Porque lo que está ocurriendo en estos días es de nuevo un error de dirección en la encrucijada, la pérdida de una oportunidad impagable de acabar por fin con el Régimen del 78, ese régimen que nació sobre la capa de humus putrefacto de la impunidad de una dictadura asesina y cuya Constitución y sistema electoral fueron dictados a punta de pistola por la banda de criminales que habían secuestrado al país durante cuarenta años tras perpetrar un genocidio de demócratas y cuyas fuerzas políticas alternativas aceptaron y decidieron todo lo que se les impuso, entre otras cosas no exigir ni un gramo de justicia, ni reclamar un solo céntimo del botín del monumental latrocinio de esa banda y entregar —y costear con fondos públicos— el control de la educación de las nuevas generaciones a la cómplice y beneficiaria de todos aquellos crímenes y latrocinios, la Iglesia Católica.

El que una parte casi mayoritaria de los ciudadanos de Cataluña hayan decidido romper, con la excusa del independentismo —que no es ni mucho menos lo único que los mueve y que sobrepasa el control de sus políticos—, con ese estado rojigualda putrefacto, gobernado ahora por una nueva banda de (presuntos) delincuentes, con vínculos familiares e ideológicos con la banda anterior y apoyado por los trileros transicionistas del puñito y la rosa, podría haberse convertido en una ocasión pintiparada para que otra buena parte de los ciudadanos de las demás comunidades se les sumaran en el afán de disolver este estado y fundar otro nuevo desde unos presupuestos más igualitarios, democráticos, justos e higienizados de patógenos nacionalcatólicos y ultraliberales, esos patógenos representados por los partidos que dicen representar la soberanía popular manteniendo como cohesivo a un rey con vínculos dinásticos con la dictadura. Y que sólo sirven a los intereses de las multinacionales. Especialmente de las energéticas que pagan sistemáticamente los servicios de sus empleados políticos con millonarios retiros.

— Como en 1814 en que expulsamos a navajazos guiados por las mugrientas sotanas de los curas a los que nos traían la Ilustración al grito de ¡vivan las caenas!

— Como en 1874 cuando los espadones decapitaron la esperanza de un estado republicano federal.

— Como en 1936 cuando los salvajes militares coloniales, la inquisitorial Iglesia Católica, y la burguesía agrario-industrial fascista impidieron con un genocidio que se consolidara definitivamente un estado representativo normal en España.

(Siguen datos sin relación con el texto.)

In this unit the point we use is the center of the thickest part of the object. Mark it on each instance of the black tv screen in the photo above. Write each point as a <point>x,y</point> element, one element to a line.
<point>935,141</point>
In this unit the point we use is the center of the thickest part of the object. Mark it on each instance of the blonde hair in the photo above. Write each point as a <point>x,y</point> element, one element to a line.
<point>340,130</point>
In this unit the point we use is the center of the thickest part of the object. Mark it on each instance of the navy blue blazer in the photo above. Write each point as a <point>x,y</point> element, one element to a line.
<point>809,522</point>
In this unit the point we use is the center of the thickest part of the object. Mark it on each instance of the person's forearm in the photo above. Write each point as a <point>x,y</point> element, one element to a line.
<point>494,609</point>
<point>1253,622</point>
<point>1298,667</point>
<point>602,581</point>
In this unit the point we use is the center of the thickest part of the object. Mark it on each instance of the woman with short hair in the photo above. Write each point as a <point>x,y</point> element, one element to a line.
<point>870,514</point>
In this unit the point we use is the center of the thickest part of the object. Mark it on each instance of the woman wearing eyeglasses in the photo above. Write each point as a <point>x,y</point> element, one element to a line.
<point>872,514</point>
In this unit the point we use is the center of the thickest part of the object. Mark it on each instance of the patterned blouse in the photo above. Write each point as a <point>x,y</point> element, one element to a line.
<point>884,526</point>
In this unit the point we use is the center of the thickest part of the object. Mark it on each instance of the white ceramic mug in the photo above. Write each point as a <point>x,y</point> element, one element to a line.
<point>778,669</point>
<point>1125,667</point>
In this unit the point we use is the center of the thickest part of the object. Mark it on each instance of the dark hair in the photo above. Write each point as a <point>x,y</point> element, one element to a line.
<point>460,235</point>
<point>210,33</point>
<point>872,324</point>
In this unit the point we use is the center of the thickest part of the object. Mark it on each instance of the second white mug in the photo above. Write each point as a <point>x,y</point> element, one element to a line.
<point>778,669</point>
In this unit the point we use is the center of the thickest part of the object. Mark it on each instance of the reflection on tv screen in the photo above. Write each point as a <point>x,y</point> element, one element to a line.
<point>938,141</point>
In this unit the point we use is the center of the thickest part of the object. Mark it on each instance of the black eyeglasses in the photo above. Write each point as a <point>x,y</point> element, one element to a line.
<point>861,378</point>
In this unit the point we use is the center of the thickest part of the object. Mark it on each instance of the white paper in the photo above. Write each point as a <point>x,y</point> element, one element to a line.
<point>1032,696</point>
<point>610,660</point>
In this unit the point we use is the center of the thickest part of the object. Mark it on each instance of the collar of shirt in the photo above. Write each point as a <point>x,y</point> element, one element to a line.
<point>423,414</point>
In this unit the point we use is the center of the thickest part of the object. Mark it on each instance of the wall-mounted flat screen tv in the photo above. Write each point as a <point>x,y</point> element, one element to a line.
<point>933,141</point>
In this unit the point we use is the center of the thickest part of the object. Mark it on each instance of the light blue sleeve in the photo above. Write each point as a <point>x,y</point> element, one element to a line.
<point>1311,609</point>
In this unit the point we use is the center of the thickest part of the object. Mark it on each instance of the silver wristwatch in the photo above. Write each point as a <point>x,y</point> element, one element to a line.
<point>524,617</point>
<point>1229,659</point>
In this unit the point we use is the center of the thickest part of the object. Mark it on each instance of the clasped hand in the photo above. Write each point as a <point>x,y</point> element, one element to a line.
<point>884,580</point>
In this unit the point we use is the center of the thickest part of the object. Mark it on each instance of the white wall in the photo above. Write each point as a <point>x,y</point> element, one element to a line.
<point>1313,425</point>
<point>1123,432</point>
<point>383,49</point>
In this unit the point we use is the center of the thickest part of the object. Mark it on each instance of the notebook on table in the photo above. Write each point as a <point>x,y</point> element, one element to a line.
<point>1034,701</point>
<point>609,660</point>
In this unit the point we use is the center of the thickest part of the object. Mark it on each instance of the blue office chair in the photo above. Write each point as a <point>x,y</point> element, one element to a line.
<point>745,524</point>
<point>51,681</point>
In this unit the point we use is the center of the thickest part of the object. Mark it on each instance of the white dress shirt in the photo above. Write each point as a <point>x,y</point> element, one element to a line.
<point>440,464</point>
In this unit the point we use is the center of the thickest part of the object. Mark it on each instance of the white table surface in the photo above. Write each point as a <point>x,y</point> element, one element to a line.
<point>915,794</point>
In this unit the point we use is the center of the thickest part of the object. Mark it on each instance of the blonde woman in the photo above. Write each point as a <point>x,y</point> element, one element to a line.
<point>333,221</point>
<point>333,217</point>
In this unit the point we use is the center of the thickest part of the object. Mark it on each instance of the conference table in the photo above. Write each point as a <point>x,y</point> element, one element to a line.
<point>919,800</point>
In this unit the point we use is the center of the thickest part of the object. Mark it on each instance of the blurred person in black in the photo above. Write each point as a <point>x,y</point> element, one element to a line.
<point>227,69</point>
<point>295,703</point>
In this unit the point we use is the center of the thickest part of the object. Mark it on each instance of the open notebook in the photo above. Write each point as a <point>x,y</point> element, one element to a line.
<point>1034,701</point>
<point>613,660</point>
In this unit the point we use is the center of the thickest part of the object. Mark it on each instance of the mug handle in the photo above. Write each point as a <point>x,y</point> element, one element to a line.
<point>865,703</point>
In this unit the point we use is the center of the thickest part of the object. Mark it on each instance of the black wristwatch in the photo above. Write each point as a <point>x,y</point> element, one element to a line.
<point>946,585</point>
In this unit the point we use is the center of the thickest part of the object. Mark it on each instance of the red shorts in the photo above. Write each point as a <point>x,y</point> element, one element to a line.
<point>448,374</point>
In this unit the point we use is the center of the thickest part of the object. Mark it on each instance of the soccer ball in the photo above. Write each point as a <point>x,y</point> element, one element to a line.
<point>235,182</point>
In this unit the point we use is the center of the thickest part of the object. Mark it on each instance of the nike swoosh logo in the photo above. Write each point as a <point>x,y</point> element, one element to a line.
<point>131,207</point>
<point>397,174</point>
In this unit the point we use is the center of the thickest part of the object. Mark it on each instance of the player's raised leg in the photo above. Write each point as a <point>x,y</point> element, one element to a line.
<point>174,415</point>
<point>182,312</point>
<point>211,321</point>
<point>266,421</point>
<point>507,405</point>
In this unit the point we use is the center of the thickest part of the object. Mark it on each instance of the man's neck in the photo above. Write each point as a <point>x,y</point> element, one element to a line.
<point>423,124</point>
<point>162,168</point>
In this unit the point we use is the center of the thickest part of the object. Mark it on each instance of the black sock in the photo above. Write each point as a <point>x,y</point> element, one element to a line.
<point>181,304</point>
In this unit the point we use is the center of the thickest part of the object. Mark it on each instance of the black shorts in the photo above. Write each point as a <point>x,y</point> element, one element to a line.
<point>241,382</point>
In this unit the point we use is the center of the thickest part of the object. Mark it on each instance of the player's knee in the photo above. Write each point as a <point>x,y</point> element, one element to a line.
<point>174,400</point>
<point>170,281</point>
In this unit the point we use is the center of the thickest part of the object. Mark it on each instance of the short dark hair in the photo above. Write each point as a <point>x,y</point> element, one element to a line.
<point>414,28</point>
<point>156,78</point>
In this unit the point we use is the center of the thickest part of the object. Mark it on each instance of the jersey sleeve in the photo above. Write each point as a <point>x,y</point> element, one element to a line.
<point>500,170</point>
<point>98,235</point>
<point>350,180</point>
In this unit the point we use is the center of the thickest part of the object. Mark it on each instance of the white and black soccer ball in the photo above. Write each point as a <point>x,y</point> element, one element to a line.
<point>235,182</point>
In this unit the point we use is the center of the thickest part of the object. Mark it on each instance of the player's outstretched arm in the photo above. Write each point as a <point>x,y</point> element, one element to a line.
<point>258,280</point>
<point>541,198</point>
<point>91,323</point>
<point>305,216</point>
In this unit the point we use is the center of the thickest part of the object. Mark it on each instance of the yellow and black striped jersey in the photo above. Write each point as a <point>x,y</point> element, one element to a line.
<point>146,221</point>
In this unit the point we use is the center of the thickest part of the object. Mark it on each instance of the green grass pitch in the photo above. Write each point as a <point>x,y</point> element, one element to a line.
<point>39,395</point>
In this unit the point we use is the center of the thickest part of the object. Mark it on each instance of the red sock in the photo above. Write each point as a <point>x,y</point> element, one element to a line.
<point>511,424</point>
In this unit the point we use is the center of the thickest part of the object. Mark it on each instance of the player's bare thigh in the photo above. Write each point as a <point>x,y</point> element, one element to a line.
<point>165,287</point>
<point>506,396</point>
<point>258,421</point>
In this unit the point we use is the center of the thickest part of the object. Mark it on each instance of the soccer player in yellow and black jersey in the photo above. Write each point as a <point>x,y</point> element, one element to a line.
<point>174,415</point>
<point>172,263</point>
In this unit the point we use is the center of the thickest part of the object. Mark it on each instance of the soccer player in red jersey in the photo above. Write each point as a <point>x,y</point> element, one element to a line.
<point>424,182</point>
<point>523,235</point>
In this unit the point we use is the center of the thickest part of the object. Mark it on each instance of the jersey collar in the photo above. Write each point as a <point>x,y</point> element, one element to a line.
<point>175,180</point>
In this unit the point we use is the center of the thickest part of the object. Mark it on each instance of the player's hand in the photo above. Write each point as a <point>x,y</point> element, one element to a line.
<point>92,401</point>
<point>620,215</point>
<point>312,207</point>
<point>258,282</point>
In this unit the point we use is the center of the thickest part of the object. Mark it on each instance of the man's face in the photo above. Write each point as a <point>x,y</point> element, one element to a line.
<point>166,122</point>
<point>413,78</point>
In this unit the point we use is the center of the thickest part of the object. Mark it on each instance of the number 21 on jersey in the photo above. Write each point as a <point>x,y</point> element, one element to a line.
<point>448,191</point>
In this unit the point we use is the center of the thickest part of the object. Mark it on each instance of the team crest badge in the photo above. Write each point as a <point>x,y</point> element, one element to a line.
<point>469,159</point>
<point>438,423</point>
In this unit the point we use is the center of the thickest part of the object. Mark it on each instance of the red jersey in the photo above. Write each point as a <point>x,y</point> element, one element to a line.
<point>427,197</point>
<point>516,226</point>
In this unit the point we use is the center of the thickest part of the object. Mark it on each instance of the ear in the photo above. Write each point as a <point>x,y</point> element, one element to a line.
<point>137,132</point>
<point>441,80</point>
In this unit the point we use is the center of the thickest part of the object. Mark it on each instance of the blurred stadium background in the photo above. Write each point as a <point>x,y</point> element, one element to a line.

— Como en 1978 cuando se entronizaron dos castas de políticos oportunistas, procedente una del franquismo que defendía su ensangrentado botín y otra de la nada antifranquista. La que sacrificó, traicionando milimétricamente todos y cada uno de los vínculos del nombre de la organización política que parasitó con el republicanismo y con sus muertos enterrados en las cunetas, el derecho a la justicia y a la democracia plena de todo un pueblo que salía de una crudelísima dictadura a las posibilidades de un nuevo reparto de botín en beneficio exclusivo propio y del de sus contratantes, los Mercados Internacionales. Sin resistencia alguna, manteniendo la farsa incluso cuando alcanzó mayorías suficientes para higienizar mínimamente el país, escondiendo bajo ingentes montañas de billetes de banco sus raíces socialistas, humanistas y democráticas.